China is attacking Taiwan with a new war of words. But it’s not the ballistic, missile-rattling rhetoric of years past. Now it’s the sweet oily stuff of the post-2008 cross-Strait detente era: flattering words from Beijing, about Beijing, disguised in Taiwan’s media as straight hard news coverage.
So people in the industry say. In mid-January, Taiwan’s Apple Daily newspaper consultant Antonio Chiang issued a China advertorial warning to a democracy-building conference in Taipei, generating a flurry of Omigod-outrage media reports that went around the world.
Chiang, also a former Council for National Security official, called the practice a concern because Taiwan newspapers that take hidden ads from China would later be tempted to self-censor less flattering news about the other side to stay on Beijing’s payroll, the English-language Taipei Times reported.
A month earlier Taiwan journalism professors gathered to charge that China had deployed hidden ads in the local media since 2008, when two sides began to talk to each other in earnest after 60 years of official silence.
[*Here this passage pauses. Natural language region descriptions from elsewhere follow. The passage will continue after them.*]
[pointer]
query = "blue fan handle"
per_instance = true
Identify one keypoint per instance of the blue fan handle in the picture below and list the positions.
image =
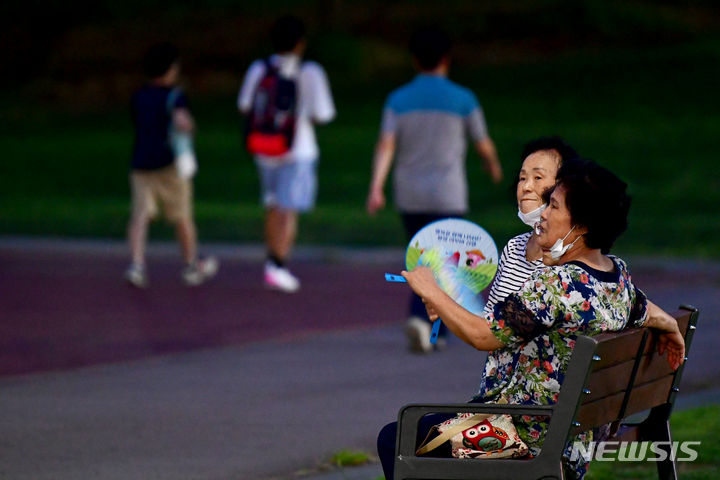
(389, 277)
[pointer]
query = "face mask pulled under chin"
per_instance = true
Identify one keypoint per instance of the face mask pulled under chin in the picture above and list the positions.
(531, 218)
(558, 249)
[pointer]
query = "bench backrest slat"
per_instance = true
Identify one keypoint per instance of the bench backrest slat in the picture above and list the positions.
(612, 375)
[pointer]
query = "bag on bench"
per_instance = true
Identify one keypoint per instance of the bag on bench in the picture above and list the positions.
(477, 436)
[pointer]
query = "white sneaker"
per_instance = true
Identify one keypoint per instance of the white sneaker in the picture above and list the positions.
(418, 335)
(136, 276)
(279, 278)
(200, 272)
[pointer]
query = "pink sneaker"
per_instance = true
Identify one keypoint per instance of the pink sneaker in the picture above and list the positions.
(279, 278)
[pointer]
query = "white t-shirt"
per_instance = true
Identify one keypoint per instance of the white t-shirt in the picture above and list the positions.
(314, 101)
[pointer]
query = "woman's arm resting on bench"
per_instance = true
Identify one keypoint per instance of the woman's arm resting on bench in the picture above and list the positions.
(670, 338)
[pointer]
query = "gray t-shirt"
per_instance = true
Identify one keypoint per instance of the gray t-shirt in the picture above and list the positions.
(431, 118)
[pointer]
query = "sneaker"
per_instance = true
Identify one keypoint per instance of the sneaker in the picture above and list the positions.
(200, 272)
(280, 278)
(136, 276)
(418, 335)
(441, 344)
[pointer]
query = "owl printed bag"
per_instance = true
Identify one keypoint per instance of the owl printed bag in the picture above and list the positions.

That same month veteran China Times reporter Dennis Huang quit over advertorials he claimed had been placed in his paper, the Taipei Times report said. The China Times owns Want Daily, a 2010 startup that covers China as if it’s a place as normal and nearby as south Taipei.
The media’s reliance on China comes as little surprise to those who follow the market’s gritty finances.
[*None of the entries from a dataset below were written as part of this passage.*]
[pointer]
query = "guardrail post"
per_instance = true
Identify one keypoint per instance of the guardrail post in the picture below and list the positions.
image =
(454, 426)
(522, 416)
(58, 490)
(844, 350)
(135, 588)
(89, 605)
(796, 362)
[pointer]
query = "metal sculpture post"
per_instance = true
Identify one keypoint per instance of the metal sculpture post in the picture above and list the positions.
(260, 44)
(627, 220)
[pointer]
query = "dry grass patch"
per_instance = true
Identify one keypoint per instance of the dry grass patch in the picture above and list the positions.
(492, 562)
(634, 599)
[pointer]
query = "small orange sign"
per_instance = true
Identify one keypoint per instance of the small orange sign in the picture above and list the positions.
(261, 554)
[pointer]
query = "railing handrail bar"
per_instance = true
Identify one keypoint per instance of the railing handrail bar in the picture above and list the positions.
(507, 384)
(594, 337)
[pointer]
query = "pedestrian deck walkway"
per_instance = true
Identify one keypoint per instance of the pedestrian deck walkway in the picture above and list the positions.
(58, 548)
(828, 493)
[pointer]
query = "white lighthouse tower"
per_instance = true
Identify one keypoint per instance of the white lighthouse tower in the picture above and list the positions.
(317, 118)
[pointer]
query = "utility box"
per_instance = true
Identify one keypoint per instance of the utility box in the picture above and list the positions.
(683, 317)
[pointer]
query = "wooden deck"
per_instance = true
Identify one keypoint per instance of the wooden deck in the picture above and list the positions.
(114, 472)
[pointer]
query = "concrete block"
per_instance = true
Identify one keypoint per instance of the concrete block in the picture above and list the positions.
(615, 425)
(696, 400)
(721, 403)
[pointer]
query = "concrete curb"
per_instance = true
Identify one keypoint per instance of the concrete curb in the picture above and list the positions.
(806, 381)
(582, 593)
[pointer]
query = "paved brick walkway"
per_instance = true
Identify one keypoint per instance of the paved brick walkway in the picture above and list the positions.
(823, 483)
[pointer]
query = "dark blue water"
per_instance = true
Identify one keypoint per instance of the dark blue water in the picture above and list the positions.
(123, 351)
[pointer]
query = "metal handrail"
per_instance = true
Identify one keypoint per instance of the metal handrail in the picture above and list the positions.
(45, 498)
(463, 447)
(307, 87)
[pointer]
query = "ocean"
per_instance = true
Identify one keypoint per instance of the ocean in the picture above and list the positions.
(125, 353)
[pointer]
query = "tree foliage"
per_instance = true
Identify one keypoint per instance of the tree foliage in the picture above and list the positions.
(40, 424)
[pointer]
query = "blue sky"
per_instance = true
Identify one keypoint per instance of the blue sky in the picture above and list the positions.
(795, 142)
A friend at another large mainstream Taiwan daily told me half a year ago that his publisher regularly took pay from China in exchange for stories that promoted the place to the island’s visitors or investors. What the? I asked.
He laughed. His paper and all the rest are hurting for money as media are in most market economies. Layoffs swept the Taipei media in 2008 and 2009. One of Taiwan’s three English-language papers, the Taiwan News, closed last year.
Someone’s always murmuring that one of the four giant Chinese-language papers is next to fold, with publishers holding on just to save face or advance their political views through print. Taiwan also has a staggering six cable news channels, for a population of 23 million that’s often just as happy to find out what’s going on from Yahoo! or a magazine.
Most readers have their minds made up about China anyway.
Newspapers need income from somewhere, and the huge economy across the Strait make China a stable source.